Impact on daily practice
Better echocardiographic parameters were observed in patients with a small aortic annulus (SAA) who underwent transcatheter aortic valve implantation (TAVI) using a balloon-expandable valve compared to those treated with a supra-annular self-expanding valve (SA-SEV). Although slightly different echocardiographic data were found after TAVI using SA-SEVs compared to intra-annular (IA)-SEVs, similar clinical results were confirmed in patients with SAA treated with either an IA-SEV or an SA-SEV.
Acknowledgements
The authors thank all OCEAN-TAVI investigators participating in this study.
Funding
The OCEAN-TAVI registry is supported by Edwards Lifesciences, Medtronic, Abbott Vascular, Boston Scientific, and Daiichi Sankyo. The sponsors were not involved in the study conduct, data collection, statistical analysis, or manuscript writing.

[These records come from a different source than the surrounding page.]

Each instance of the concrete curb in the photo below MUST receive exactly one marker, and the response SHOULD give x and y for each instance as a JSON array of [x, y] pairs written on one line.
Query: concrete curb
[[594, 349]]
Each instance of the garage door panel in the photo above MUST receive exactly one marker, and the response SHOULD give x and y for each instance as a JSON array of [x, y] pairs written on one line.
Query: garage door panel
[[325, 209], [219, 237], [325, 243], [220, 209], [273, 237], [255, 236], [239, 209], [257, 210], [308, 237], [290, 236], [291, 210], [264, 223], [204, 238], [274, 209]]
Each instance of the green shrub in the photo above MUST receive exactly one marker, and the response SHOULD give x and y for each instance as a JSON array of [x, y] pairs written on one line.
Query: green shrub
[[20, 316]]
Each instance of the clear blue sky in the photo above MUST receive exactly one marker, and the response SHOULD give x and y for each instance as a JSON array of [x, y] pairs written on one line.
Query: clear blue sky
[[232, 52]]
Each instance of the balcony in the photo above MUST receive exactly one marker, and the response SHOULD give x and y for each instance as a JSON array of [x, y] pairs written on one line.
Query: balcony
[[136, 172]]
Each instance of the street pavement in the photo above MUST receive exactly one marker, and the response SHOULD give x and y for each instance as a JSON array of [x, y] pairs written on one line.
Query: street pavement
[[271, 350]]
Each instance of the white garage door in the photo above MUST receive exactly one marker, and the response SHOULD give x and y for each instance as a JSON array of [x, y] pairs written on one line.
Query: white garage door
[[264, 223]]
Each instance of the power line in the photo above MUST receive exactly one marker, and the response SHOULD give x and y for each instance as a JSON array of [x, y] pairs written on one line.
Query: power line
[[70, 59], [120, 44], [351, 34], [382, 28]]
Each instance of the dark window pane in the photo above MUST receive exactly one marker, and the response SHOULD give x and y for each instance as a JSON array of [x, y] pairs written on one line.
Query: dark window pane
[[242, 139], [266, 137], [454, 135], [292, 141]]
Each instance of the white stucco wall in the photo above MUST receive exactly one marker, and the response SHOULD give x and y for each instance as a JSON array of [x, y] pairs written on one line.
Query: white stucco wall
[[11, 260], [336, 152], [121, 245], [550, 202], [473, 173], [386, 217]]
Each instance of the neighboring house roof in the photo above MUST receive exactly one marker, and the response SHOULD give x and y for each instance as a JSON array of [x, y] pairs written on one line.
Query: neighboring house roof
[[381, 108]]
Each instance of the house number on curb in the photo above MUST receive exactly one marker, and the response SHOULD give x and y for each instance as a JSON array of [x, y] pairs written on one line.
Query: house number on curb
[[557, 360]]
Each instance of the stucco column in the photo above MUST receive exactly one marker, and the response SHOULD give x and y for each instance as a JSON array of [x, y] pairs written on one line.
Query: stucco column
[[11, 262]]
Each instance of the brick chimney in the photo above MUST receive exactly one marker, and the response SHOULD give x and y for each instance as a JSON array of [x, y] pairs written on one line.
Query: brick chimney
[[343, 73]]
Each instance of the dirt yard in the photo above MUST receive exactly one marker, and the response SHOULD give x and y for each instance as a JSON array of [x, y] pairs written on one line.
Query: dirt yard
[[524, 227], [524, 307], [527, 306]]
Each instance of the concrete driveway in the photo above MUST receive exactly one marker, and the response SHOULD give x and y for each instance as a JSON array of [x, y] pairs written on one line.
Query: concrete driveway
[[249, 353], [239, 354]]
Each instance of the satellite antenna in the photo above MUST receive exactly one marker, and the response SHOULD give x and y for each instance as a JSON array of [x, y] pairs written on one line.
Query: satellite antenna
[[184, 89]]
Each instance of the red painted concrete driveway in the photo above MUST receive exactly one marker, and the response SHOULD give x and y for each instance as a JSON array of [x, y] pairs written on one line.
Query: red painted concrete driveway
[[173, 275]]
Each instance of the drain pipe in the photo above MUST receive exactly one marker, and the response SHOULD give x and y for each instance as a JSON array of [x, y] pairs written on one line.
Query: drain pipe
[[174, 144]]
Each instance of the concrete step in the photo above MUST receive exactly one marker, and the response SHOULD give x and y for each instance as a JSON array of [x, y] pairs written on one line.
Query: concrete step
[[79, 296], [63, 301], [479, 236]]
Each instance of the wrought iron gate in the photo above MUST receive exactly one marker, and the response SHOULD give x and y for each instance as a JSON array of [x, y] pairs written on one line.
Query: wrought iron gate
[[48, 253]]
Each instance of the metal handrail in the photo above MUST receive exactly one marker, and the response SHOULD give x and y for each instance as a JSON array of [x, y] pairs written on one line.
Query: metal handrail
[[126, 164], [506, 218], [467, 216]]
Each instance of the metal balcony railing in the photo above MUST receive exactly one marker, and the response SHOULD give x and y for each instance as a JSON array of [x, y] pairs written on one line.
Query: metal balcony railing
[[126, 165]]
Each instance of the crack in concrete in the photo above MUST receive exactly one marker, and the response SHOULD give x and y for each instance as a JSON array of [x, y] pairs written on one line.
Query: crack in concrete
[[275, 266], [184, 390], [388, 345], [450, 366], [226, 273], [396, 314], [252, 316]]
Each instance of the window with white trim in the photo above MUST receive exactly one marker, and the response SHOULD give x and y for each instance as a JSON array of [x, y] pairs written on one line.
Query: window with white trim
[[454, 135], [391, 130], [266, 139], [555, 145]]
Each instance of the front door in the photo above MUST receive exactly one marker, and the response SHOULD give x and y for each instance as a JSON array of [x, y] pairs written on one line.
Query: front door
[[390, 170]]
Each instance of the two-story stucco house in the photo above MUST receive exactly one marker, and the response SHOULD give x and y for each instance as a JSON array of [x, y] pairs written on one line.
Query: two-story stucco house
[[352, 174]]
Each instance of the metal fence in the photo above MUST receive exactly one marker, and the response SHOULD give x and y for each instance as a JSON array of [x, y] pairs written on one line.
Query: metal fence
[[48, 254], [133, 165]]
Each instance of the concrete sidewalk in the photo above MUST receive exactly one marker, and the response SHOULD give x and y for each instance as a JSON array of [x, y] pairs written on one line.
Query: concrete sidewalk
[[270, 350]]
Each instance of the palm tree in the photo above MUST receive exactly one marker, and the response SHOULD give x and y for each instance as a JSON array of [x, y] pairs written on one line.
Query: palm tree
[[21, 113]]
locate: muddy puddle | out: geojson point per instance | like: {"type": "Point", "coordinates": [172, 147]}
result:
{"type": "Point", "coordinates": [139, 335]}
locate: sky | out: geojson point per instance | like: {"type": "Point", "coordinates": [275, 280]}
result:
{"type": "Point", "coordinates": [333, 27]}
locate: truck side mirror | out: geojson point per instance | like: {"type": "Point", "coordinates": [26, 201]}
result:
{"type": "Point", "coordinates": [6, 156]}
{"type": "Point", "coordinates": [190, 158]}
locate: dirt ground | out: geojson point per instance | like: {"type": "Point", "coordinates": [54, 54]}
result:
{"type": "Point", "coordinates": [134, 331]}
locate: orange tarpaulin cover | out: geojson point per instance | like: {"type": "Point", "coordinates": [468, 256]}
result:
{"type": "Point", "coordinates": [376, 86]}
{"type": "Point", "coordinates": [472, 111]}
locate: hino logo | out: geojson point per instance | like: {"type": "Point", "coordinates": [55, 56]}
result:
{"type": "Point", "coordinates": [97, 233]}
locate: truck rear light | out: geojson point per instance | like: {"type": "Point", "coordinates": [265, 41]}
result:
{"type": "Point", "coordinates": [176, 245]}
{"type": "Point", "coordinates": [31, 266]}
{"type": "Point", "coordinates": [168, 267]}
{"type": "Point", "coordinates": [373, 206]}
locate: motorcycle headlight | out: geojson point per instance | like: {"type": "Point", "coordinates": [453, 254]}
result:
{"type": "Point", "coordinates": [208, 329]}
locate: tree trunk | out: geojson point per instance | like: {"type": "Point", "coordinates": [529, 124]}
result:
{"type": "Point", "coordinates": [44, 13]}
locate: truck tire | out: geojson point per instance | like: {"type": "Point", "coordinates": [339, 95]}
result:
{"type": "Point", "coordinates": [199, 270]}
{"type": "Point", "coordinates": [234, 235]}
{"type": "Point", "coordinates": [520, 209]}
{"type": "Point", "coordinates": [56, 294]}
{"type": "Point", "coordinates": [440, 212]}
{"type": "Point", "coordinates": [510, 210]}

Conflict of interest statement
K. Nishioka is a clinical proctor for Edwards Lifesciences. M. Izumo is a screening proctor for Edwards Lifesciences. F. Yashima, M. Asami, and H. Nishina are clinical proctors for Medtronic. T. Naganuma, K. Mizutani, and K. Takagi are clinical proctors for Edwards Lifesciences and Medtronic. Y. Ohno is a clinical proctor for Medtronic and Abbott. M. Yamamoto, S. Shirai, Y. Watanabe, H. Ueno, K. Yamasaki, D. Hachinohe, Y. Fuku, and K. Hayashida served as clinical proctors for Edwards Lifesciences, Abbott, and Medtronic. The other authors have no conflicts of interest relevant to the content of this manuscript to declare.